What Does Data Privacy Really Entail?

23andMe, a prominent genetics testing company, has recently filed for Chapter 11 bankruptcy protection and intends to seek a buyer for the business. This development raises critical concerns about the security and privacy of the health and ancestry data amassed from millions of customers. With assets estimated at $277.42 million against liabilities of $214.7 million, the company’s financial situation is precarious, prompting discussions around the future handling of sensitive consumer data.

In its bankruptcy filing, 23andMe indicated its desire to liquidate a significant portion of its assets, pending court approval. The potential sale process may involve competitive bidding facilitated by an independent investment banker over a 45-day period. Buyers of the business will be required to adhere to existing regulations concerning customer data management, including compliance with the Hart-Scott-Rodino Act, which governs antitrust laws, and oversight from the Committee on Foreign Investment in the United States.

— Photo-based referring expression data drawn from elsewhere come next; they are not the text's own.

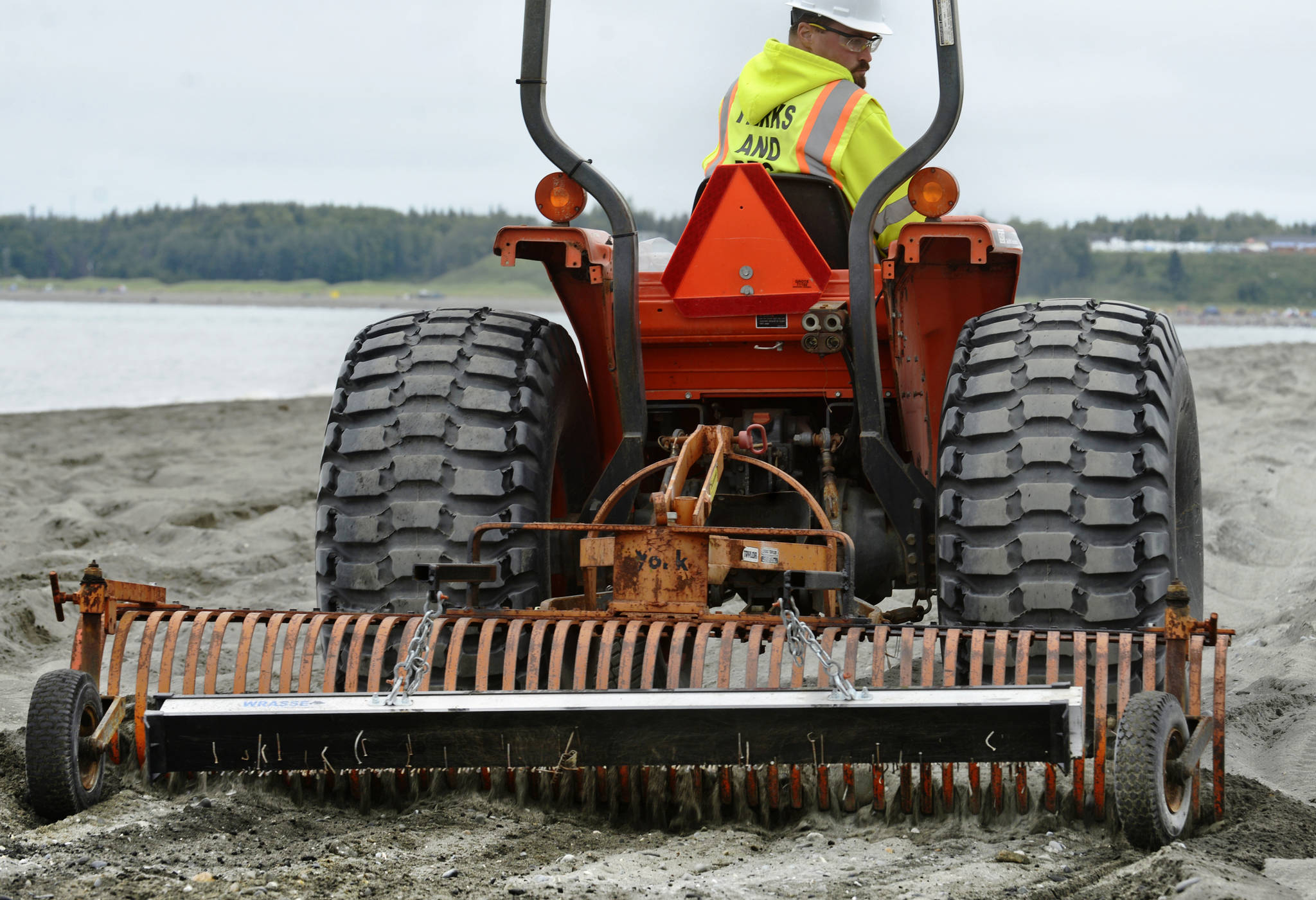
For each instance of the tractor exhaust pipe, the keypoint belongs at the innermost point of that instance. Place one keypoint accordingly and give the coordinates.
(629, 375)
(912, 501)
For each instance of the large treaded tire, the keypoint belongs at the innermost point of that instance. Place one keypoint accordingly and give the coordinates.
(1152, 730)
(440, 421)
(62, 779)
(1069, 475)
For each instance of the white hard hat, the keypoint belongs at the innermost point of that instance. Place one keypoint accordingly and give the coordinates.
(861, 15)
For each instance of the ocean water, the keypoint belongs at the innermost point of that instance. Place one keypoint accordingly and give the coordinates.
(86, 356)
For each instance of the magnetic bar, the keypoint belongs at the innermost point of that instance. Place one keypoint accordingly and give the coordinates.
(661, 728)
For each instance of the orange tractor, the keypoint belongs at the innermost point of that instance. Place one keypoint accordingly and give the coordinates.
(648, 575)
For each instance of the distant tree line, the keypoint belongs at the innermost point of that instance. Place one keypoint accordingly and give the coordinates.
(277, 241)
(287, 241)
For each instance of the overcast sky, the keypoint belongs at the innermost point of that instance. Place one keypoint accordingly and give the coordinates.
(1072, 109)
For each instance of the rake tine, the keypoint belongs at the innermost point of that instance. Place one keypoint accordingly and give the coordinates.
(172, 632)
(585, 642)
(756, 642)
(1101, 706)
(1080, 681)
(727, 646)
(377, 653)
(290, 652)
(1053, 676)
(308, 651)
(1023, 651)
(144, 677)
(561, 633)
(603, 670)
(697, 660)
(488, 628)
(1218, 746)
(116, 654)
(360, 632)
(677, 654)
(906, 657)
(212, 660)
(1195, 645)
(975, 680)
(949, 657)
(1000, 649)
(653, 648)
(453, 662)
(628, 654)
(510, 653)
(535, 658)
(194, 651)
(244, 656)
(1149, 661)
(852, 652)
(774, 663)
(1126, 674)
(340, 628)
(828, 644)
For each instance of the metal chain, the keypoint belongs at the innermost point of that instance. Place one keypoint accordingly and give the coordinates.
(409, 672)
(799, 637)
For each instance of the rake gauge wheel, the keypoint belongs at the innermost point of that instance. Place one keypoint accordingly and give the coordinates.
(65, 774)
(1152, 802)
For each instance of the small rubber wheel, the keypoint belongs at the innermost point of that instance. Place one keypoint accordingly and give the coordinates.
(1153, 803)
(65, 775)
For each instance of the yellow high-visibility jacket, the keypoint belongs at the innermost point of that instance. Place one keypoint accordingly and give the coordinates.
(797, 113)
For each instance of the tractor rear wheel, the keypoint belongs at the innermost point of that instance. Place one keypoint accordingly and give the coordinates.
(440, 421)
(1069, 476)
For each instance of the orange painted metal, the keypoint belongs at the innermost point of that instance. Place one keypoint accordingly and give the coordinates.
(1080, 681)
(975, 678)
(1218, 739)
(1023, 648)
(452, 665)
(1101, 701)
(753, 648)
(535, 658)
(561, 634)
(377, 653)
(1194, 712)
(1125, 674)
(744, 251)
(949, 671)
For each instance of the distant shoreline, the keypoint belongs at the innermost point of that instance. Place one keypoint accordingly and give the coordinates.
(536, 304)
(261, 299)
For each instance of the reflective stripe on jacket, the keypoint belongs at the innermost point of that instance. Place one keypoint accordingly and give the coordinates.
(797, 113)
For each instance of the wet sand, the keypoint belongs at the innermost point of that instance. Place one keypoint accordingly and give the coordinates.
(217, 503)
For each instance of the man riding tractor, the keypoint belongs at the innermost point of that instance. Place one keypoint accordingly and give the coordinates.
(801, 107)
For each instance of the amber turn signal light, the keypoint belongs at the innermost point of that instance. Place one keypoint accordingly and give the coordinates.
(560, 198)
(934, 191)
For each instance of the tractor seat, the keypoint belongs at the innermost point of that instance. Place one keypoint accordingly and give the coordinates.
(821, 210)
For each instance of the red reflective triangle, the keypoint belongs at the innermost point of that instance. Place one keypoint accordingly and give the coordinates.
(744, 235)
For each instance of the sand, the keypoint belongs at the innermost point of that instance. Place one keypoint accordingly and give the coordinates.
(217, 503)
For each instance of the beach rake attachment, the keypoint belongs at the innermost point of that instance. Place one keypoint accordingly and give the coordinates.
(671, 720)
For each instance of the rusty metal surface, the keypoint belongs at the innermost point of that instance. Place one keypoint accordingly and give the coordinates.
(260, 652)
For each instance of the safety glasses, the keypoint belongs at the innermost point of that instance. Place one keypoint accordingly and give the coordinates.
(853, 42)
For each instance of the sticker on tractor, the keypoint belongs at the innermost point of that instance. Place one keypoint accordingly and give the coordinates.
(1007, 237)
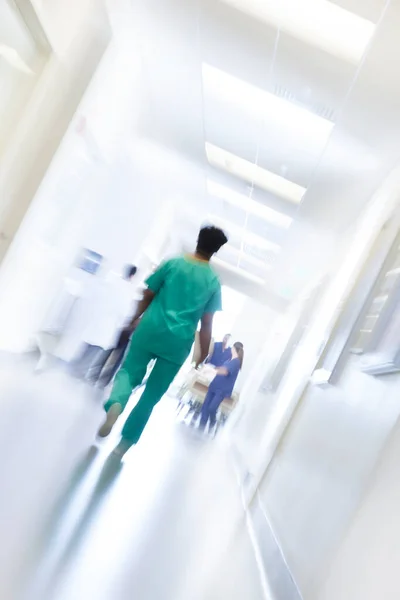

Amid these developments, privacy experts have expressed apprehension regarding the safeguarding of consumer data during this transition. David Holtzman, a privacy attorney, highlighted the contradictory pressures of maintaining data privacy versus addressing the operational demands associated with bankruptcy. There are concerns that customer data could be transferred to a new owner who may repurpose the information in ways not originally intended.

In response to the bankruptcy announcement, California Attorney General Rob Bonta has issued an alert urging state residents to exercise their rights under the Genetic Information Privacy Act, which allows consumers to request the deletion of their genetic information held by 23andMe. Instructions have been provided for how customers can delete their data and request the destruction of saliva samples. Bonta’s warning poignantly reflects the need for consumers to proactively protect their information, especially given the uncertainties surrounding 23andMe’s financial stability.

It is important to note that while some states offer similar rights to consumers, others do not. Nonetheless, 23andMe’s online privacy policy appears to extend deletion rights to all consumers, irrespective of their state of residence. This proactive approach may stem from previous data security challenges the company has faced, including a credential-stuffing incident that exposed sensitive information of approximately 14,000 users, raising alarms over the adequacy of its data security measures.

The implications of this bankruptcy extend beyond immediate financial concerns, touching upon vital questions of data ownership and privacy in an evolving cybersecurity landscape. Consumers who provided genetic data to 23andMe might consider the long-term ramifications of their choices as the company navigates its future. Given the value of genetic data to potential data brokers and insurers, the stakes are high for those who have entrusted their sensitive information to the company.

Moving forward, the MITRE ATT&CK Matrix provides useful context for understanding the tactics and techniques that could be relevant in this scenario, particularly in terms of initial access, persistence, and information gathering. While 23andMe has committed to upholding privacy standards during the bankruptcy and potential sale, it remains to be seen how effective these measures will be in ensuring consumer confidence post-transition. As the technology evolves and stakes grow higher, adherence to established privacy frameworks will be paramount in preserving consumer trust in the data economy.